Jeżeli ten układ ma wyspecjalizowane jednostki pod daną operacje - to czemu nie bilion instrukcji na sekundę.
rahl, 24 sierpnia 2016, 13:45
Aktualnie produkowane CPU mobilne osiągają wydajność na poziomie 1GFLOP i więcej. Osiągnięcie podobnej i nawet sporo wyższej wydajności w układzie specjalizowanym nie stanowi na dzień dzisiejszy żadnego problemu.
Przetwarzanie obrazu jest to proces znacznie bardziej skomplikowany i wymagający obliczeniowo niżby to wynikało z ilości przetwarzanych pikseli. Wystarczy popatrzeć na wydajność topowych GPU (9000 Gflops), która ciągle jest zbyt mała do Raytracingu w czasie rzeczywistym.

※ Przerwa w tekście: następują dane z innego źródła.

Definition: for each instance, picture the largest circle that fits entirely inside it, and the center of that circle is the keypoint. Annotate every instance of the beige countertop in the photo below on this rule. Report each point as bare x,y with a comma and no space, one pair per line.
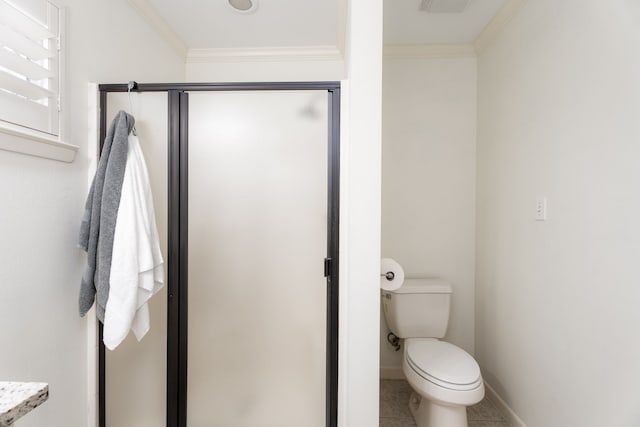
19,398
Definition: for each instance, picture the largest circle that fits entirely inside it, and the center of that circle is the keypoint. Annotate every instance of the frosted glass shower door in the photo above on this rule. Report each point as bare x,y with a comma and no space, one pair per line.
257,220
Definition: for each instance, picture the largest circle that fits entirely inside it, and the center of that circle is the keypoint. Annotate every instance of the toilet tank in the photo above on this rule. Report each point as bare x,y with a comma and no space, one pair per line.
419,308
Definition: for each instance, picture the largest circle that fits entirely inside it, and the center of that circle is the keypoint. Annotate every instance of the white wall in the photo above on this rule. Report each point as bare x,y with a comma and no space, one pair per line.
287,69
557,301
43,337
428,182
361,171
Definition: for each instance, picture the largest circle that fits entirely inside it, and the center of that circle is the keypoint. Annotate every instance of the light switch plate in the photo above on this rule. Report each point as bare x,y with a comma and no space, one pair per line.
541,209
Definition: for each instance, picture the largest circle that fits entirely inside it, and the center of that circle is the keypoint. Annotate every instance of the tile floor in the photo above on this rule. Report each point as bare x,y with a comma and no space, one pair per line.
394,408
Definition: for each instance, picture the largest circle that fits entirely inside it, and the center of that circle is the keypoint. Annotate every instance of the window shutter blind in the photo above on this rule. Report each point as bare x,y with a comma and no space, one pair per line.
30,68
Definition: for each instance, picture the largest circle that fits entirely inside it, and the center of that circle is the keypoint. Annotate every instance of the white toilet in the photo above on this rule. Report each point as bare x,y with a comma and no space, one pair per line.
445,378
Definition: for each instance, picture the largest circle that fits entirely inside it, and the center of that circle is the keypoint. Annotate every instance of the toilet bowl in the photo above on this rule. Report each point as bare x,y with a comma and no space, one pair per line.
444,377
445,380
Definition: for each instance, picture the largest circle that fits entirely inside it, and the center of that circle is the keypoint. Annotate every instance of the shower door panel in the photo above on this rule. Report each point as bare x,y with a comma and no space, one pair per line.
257,218
136,371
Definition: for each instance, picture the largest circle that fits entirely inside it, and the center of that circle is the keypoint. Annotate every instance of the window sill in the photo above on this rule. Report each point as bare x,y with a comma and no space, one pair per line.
21,140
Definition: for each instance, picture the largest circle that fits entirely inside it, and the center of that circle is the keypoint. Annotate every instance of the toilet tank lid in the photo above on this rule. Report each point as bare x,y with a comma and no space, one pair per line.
424,285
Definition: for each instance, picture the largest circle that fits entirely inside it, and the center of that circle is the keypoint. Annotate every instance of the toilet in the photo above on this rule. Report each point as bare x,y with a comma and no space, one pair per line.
445,379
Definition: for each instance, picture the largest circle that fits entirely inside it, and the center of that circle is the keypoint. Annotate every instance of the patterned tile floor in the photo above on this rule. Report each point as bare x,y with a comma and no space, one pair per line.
394,408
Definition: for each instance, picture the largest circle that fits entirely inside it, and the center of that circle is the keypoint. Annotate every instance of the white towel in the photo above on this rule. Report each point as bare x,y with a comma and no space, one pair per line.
136,265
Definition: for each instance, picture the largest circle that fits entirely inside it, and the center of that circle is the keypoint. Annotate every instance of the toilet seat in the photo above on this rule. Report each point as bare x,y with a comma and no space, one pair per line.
443,364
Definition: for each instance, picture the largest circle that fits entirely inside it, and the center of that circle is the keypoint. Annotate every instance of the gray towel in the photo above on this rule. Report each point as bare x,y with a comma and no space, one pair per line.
101,211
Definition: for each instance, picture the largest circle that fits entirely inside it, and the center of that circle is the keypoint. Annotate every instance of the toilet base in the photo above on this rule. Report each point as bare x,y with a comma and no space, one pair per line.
428,413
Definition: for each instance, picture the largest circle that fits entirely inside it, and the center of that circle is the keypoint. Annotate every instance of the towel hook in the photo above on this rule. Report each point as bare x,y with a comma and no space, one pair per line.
389,275
132,85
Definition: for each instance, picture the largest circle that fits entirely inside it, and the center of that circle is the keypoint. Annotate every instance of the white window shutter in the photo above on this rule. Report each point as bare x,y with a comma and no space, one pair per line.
30,68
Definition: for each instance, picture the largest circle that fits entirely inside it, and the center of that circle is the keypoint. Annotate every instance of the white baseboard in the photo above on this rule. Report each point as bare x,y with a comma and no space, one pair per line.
508,413
391,373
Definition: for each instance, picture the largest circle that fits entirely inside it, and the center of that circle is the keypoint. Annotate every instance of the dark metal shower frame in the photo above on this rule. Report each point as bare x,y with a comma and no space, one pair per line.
177,328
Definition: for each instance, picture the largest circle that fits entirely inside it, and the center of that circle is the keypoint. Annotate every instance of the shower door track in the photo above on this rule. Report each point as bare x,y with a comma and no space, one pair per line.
177,308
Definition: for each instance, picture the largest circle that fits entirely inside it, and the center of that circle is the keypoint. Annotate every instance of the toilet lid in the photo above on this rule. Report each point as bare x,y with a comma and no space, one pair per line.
443,364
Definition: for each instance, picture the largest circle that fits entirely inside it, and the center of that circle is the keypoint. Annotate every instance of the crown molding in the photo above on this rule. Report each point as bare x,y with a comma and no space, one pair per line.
418,51
497,24
274,54
161,26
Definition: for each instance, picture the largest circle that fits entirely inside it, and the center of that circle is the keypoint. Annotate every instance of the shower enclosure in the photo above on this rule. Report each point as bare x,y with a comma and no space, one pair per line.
245,183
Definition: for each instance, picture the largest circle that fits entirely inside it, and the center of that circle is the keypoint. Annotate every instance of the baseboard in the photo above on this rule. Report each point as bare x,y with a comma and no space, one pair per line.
391,373
512,418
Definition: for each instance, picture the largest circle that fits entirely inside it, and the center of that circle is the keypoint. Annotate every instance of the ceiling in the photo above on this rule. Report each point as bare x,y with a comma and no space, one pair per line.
213,24
275,23
404,23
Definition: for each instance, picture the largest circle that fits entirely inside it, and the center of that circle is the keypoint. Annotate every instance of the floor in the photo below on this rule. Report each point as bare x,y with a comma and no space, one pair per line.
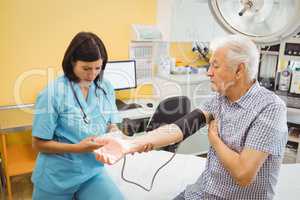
22,186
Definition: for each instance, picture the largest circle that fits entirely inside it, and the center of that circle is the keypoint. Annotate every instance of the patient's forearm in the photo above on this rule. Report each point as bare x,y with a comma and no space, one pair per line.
162,136
173,133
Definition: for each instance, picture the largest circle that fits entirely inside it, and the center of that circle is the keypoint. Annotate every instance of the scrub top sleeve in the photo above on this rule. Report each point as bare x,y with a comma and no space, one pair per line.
45,118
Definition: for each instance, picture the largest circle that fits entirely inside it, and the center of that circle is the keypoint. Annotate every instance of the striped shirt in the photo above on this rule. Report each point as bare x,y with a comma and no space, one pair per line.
256,121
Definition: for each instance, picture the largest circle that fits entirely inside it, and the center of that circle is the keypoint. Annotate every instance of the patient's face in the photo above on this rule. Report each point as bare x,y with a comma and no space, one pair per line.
222,76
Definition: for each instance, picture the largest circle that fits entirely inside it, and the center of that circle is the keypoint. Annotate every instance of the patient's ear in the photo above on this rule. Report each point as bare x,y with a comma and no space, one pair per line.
240,71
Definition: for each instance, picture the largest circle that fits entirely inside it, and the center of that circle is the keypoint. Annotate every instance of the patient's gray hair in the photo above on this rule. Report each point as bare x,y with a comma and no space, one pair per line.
240,50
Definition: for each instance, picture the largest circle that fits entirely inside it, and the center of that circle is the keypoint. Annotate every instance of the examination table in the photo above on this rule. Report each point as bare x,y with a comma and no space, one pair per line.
181,171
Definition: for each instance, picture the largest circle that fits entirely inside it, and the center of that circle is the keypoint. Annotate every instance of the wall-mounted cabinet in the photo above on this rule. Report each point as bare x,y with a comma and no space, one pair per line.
186,20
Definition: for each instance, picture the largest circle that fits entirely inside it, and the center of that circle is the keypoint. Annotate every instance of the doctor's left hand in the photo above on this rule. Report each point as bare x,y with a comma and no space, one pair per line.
112,150
87,145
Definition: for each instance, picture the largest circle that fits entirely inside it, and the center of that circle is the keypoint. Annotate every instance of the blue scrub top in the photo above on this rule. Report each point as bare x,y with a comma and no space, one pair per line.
58,117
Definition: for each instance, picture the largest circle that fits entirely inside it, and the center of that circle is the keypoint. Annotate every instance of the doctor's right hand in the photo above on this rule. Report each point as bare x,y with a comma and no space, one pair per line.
87,145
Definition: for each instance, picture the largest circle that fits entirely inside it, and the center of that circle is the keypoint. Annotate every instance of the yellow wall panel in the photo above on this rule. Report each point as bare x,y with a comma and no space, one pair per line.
34,35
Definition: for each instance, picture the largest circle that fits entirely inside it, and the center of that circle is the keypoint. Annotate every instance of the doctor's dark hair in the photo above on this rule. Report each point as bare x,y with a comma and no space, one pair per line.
85,46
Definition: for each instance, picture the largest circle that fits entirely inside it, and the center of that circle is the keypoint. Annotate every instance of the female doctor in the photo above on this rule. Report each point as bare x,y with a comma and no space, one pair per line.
70,113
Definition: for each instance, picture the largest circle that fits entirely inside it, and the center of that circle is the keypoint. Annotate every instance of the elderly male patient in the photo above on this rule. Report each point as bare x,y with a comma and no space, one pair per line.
247,135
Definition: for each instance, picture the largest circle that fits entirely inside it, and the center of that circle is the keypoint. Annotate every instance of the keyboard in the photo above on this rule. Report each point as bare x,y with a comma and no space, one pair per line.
121,105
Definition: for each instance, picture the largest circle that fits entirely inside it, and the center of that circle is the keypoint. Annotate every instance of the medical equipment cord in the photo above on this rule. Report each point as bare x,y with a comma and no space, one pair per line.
153,178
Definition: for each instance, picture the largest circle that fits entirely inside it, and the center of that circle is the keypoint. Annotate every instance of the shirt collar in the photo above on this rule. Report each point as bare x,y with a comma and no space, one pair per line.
246,100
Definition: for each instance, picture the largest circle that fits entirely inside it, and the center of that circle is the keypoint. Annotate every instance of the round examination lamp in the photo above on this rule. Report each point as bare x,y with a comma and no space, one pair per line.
267,22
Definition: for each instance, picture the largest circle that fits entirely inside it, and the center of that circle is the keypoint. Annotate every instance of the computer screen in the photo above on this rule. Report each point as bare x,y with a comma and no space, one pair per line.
121,74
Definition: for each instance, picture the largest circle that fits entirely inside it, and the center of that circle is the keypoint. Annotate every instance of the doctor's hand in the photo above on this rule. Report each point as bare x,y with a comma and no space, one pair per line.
88,145
112,149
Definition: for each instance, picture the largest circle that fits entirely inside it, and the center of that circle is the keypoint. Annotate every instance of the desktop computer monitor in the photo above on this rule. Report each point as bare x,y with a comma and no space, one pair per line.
121,74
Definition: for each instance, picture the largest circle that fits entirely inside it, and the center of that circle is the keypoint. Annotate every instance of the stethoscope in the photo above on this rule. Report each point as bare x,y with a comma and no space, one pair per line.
85,117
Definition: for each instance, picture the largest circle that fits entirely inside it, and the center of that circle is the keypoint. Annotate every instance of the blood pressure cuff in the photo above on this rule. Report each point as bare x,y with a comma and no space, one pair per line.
191,122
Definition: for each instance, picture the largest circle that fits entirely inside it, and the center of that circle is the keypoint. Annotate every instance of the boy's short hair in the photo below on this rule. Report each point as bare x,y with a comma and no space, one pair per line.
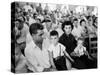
75,19
54,33
34,27
82,21
67,23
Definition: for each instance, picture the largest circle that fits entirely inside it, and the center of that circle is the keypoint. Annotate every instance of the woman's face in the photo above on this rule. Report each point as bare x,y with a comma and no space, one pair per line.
67,29
83,23
54,39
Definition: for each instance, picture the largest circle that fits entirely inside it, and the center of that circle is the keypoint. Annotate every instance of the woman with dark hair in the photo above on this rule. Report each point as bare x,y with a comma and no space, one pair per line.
68,40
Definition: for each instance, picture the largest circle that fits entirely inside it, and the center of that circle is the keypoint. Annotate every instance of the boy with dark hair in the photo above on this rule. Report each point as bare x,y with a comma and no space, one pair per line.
57,52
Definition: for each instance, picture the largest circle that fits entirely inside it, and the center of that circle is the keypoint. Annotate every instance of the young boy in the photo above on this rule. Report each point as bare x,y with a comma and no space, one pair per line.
57,52
80,50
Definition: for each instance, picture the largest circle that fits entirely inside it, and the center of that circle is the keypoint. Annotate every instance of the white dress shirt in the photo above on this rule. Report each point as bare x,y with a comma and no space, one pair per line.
37,58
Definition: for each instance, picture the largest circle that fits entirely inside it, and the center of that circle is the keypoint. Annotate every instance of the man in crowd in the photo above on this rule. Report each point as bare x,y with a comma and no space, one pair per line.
37,58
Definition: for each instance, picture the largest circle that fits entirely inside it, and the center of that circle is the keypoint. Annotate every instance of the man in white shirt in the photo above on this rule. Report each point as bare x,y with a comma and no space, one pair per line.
37,58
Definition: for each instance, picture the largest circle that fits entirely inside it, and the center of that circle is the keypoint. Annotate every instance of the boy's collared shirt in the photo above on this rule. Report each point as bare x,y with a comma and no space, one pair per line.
57,50
37,58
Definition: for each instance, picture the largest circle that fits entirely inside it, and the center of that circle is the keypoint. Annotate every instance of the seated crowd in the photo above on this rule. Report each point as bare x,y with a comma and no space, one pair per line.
44,41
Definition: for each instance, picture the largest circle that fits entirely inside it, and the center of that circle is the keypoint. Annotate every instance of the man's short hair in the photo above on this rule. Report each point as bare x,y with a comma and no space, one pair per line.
67,23
34,27
54,33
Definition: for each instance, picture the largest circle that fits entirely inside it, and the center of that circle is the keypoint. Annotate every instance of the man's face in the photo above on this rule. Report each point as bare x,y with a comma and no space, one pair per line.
83,23
67,29
75,23
48,25
54,39
39,36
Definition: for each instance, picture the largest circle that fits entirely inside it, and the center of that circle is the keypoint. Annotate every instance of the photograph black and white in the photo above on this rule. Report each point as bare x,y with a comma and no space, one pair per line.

Przemek Kobel, 24 sierpnia 2016, 14:49
Raytracowanie w czasie rzeczywistym? Z tego co kojarzę, w przemyśle filmowym nie robi się tego nawet w czasie nie-rzeczywistym. Wystarczająco dobre rezultaty dają serie uproszczonych efektów dopasowanych do danej sekwencji, niż pełny raytrace w wysokiej rozdzielczości i jeszcze z odpowiednio dużym AA. Co i tak nie jest w stanie pobić metod Lucasa, który np. zamiast engine'ów do generowania dużej ilości ludzików, użył pomalowanych patyczków z watą.
A tak w ogóle ten HPU podobno niczym sie nie różni od układów GPU (nie licząc tego, że jest od nich dużo słabszy).
thikim, 24 sierpnia 2016, 15:59
Jak najbardziej realne i to od dawna. Mówimy tu o procesorach DSP.
http://gdr.geekhood.net/gdrwpl/heavy/studia/Lecture2007%23C__Procesory.pdf
xpil, 24 sierpnia 2016, 19:05
Cholera, prawdę mówicie. Zwracam honor. Chyba muszę nadgonić zaległości
rahl, 24 sierpnia 2016, 19:13
Nie robi się tego, ponieważ brak mocy obliczeniowej i tyle, nie ma w tym żadnej filozofii ani drugiego dna. Nawet potwory obliczeniowe oparte na 12 Teslach są do tego za słabe.
"nie robi się tego nawet w czasie nie-rzeczywistym" = w czasie rzeczywistym.
Skoro twoim zdaniem używają uproszczonych modeli to ciekawe dlaczego generowanie kilkudziesięciu-sekundowej sceny zajmuje render-farmom całe godziny (czasami nawet dni).